Lorsqu'il remonte à la mémoire, un souvenir est fragile
Transformer un souvenir traumatique en banal mauvais souvenir, c'est le pari d'un chercheur canadien pour aider les victimes des attentats. Un pari pas si fou, puisqu'il se base sur les avancées de la recherche en neurosciences. En attendant "Envoyé spécial" du 14 septembre, découvrez la fascinante expérience qui l'a inspiré.
A Toulouse, au début des années 2000, Pascal Roulet et d'autres chercheurs du CNRS ont fait, au détour d'une expérience, cette découverte inattendue, dont les applications intéresseront les victimes de stress post-traumatique : lorsqu'il remonte à la mémoire, un souvenir est fragile... et malléable. Pour "Envoyé spécial", Pascal Roulet renouvelle cette expérience, qu'il a menée des centaines de fois sur des souris. Extrait.

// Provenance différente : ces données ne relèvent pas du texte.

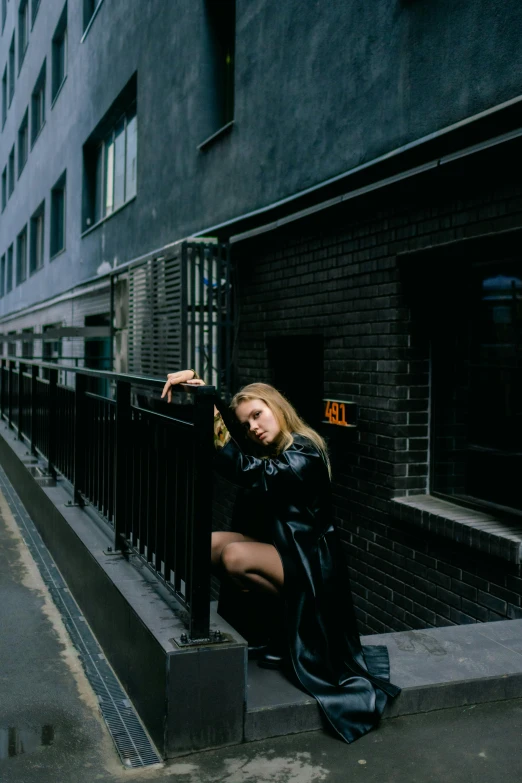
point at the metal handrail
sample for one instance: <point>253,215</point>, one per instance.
<point>148,474</point>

Matériel : une cuve remplie d'eau. Le chercheur y plonge une souris pour la première fois. Celle-ci, en nageant, localise une plateforme immergée qui va lui servir à se reposer. Après plusieurs tentatives, le chemin jusqu'à la plafeforme est intégré, le souvenir fabriqué. Le lendemain, la souris retrouve immédiatement la plateforme. Le souvenir est ancré.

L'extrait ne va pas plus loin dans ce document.